The tensogram-anemoi package provides a plug-and-play output for anemoi-inference, the ECMWF framework for running AI-based weather forecast models. Once installed, anemoi-inference automatically discovers the plugin via Python entry points — no code changes to anemoi-inference are required.

Installation

pip install tensogram-anemoi

Or from source:

pip install -e python/tensogram-anemoi/

Usage

In an anemoi-inference run config, specify tensogram as the output:

output:
  tensogram:
    path: forecast.tgm

All forecast steps are written to a single .tgm file as they are produced. Remote destinations (S3, GCS, Azure, …) are supported via fsspec:

output:
  tensogram:
    path: s3://my-bucket/forecast.tgm
    storage_options:
      key: ...
      secret: ...

Configuration options

All options after path must be supplied as keyword arguments.

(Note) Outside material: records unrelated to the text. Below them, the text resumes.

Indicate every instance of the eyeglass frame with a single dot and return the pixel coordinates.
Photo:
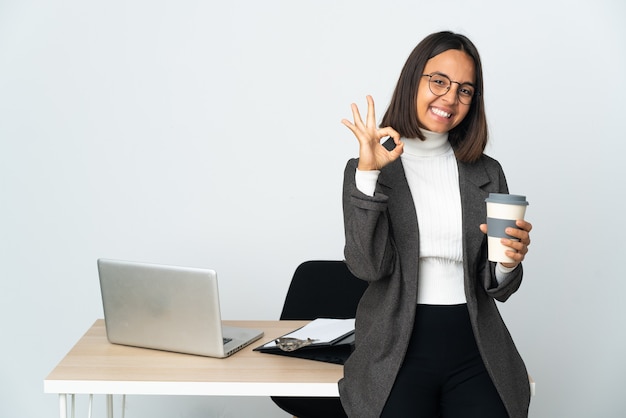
(430, 77)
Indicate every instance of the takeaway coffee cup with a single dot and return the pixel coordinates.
(502, 212)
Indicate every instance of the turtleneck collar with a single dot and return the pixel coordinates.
(435, 144)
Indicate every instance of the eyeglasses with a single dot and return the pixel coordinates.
(439, 85)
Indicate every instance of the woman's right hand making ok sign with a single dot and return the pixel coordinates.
(372, 155)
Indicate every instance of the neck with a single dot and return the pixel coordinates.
(435, 143)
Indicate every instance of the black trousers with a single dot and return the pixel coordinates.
(443, 375)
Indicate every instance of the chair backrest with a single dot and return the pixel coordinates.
(322, 289)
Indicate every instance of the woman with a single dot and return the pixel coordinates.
(430, 341)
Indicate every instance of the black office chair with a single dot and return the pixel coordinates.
(319, 289)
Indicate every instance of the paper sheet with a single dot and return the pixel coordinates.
(322, 330)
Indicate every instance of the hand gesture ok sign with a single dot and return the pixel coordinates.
(372, 155)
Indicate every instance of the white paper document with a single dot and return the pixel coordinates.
(321, 330)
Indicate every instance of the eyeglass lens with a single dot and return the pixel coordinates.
(439, 85)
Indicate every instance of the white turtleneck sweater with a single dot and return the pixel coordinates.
(432, 173)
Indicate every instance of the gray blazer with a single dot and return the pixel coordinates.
(382, 247)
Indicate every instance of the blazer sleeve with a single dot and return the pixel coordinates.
(369, 250)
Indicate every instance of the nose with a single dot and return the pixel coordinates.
(452, 95)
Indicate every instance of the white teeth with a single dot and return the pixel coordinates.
(441, 113)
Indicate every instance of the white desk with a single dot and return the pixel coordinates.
(95, 366)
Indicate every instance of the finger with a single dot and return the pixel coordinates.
(356, 115)
(515, 246)
(526, 226)
(389, 131)
(371, 113)
(349, 125)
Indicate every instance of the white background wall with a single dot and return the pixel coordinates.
(208, 134)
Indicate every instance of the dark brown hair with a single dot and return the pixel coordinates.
(469, 138)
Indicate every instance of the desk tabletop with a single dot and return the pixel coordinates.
(96, 366)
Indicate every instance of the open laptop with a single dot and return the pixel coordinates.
(167, 308)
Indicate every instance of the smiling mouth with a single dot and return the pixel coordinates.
(441, 113)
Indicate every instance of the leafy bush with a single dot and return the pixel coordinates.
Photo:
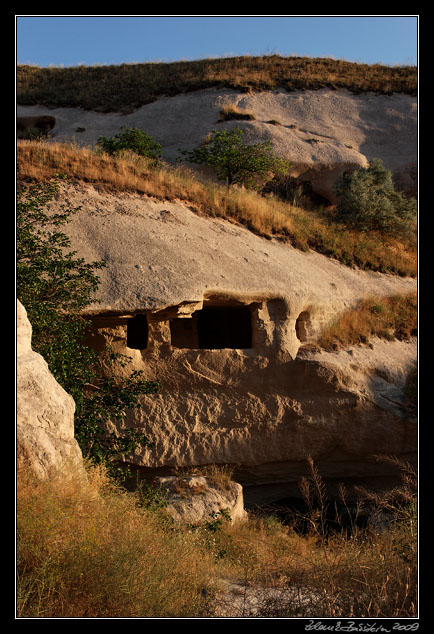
(367, 201)
(234, 161)
(132, 139)
(54, 286)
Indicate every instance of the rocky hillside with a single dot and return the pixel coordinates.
(223, 317)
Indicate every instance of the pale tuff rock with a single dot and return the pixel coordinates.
(322, 133)
(221, 317)
(196, 499)
(45, 412)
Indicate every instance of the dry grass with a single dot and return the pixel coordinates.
(232, 112)
(265, 215)
(90, 550)
(362, 573)
(129, 86)
(387, 317)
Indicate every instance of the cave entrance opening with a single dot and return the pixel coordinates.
(214, 328)
(137, 332)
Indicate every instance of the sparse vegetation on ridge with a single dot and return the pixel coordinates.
(266, 215)
(129, 86)
(92, 550)
(393, 317)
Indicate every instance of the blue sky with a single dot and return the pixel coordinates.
(92, 40)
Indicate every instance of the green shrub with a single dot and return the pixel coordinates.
(234, 161)
(367, 201)
(54, 286)
(132, 139)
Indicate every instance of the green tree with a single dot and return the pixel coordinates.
(235, 162)
(368, 201)
(134, 140)
(54, 286)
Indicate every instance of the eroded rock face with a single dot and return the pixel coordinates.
(221, 317)
(266, 412)
(322, 133)
(45, 412)
(196, 499)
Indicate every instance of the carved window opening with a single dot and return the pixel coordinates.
(303, 326)
(183, 332)
(137, 332)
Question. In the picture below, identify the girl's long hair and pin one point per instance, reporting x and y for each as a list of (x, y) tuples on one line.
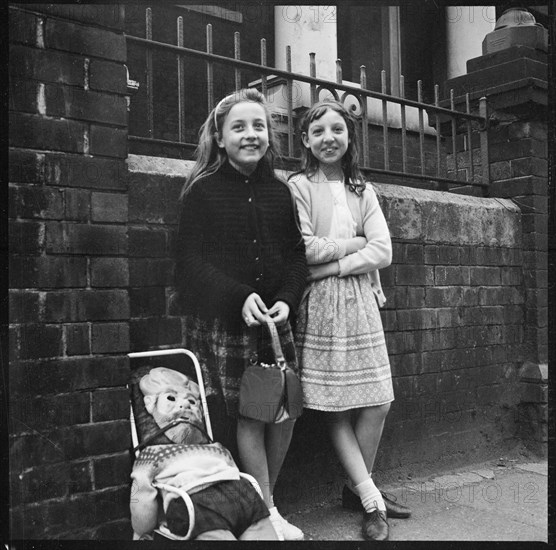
[(209, 156), (350, 161)]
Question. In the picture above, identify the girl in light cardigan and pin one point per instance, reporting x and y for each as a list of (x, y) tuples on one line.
[(341, 346)]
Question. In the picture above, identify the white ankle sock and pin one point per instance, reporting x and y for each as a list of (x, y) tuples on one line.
[(370, 496)]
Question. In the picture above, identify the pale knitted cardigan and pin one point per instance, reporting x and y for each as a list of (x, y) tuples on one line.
[(315, 203), (189, 467)]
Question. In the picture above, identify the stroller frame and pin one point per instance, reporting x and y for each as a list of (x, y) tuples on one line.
[(163, 530)]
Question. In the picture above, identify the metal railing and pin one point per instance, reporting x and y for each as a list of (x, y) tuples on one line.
[(454, 124)]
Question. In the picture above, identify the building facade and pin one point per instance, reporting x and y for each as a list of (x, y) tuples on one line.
[(93, 187)]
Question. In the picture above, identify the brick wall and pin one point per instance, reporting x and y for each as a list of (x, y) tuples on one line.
[(69, 270), (90, 273)]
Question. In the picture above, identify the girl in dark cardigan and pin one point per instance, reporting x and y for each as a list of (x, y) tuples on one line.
[(239, 257)]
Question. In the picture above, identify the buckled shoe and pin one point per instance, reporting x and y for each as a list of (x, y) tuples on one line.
[(375, 526)]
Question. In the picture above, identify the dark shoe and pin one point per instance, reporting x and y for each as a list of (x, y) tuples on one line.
[(393, 510), (375, 526)]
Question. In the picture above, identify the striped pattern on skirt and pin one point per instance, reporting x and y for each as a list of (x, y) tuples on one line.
[(224, 354), (341, 346)]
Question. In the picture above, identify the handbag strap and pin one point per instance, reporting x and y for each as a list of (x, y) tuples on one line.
[(276, 346), (275, 342)]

OptionTypeDefaultDescription
pathstrDestination file path or remote URL
encodingstr"none""none" or "simple_packing"
bitsintNoneBits per value (required when encoding="simple_packing")
compressionstr"zstd""none", "zstd", "lz4", "szip", "blosc2"
dtypestr"float32"Field array dtype: "float32" or "float64"
storage_optionsdict{}Forwarded to fsspec for remote paths
stack_pressure_levelsboolFalseStack pressure-level fields into 2-D objects
variableslist[str]NoneRestrict output to a subset of variables
output_frequencyintNoneWrite every N steps
write_initial_stateboolNoneWhether to write step 0

Pressure-level stacking

When stack_pressure_levels=True, all fields sharing the same GRIB param are merged into a single 2-D object of shape (n_grid, n_levels), sorted by level ascending. The "mars" namespace carries "levelist": [500, 850, ...] instead of a scalar "level" (following standard MARS convention). Non-pressure-level fields are always written as individual 1-D objects.

output:
  tensogram:
    path: forecast.tgm
    stack_pressure_levels: true

Simple packing

For compact storage, use simple_packing with a bits value:

output:
  tensogram:
    path: forecast.tgm
    encoding: simple_packing
    bits: 16
    compression: zstd

Coordinate arrays (lat/lon) are never lossy-encoded; only field arrays are packed.


Metadata reference

Each .tgm file produced by tensogram-anemoi contains one message per forecast step. This section documents exactly what is stored in each message and how to read it with the raw tensogram Python API.

Opening a file

import tensogram

tgm = tensogram.TensogramFile.open("forecast.tgm")
print(len(tgm), "steps")

meta, objects = tgm[0]   # first step

meta is the decoded message metadata. objects is a list of (descriptor, array) pairs, one entry per object in the message.

Object layout

Every message has the following fixed layout:

Indexbase[i]["name"]Content
0"grid_latitude"Latitude coordinates, float64, shape (n_grid,)
1"grid_longitude"Longitude coordinates, float64, shape (n_grid,)
2 … Nvariable name or param nameField data
meta, objects = tgm[0]

lat_desc, lat_arr = objects[0]   # latitudes
lon_desc, lon_arr = objects[1]   # longitudes
fld_desc, fld_arr = objects[2]   # first field

The coordinate names "grid_latitude" and "grid_longitude" are intentionally distinct from the standard "latitude" / "longitude" names so that all objects in a message share a single flat grid dimension rather than each coordinate spawning its own dimension.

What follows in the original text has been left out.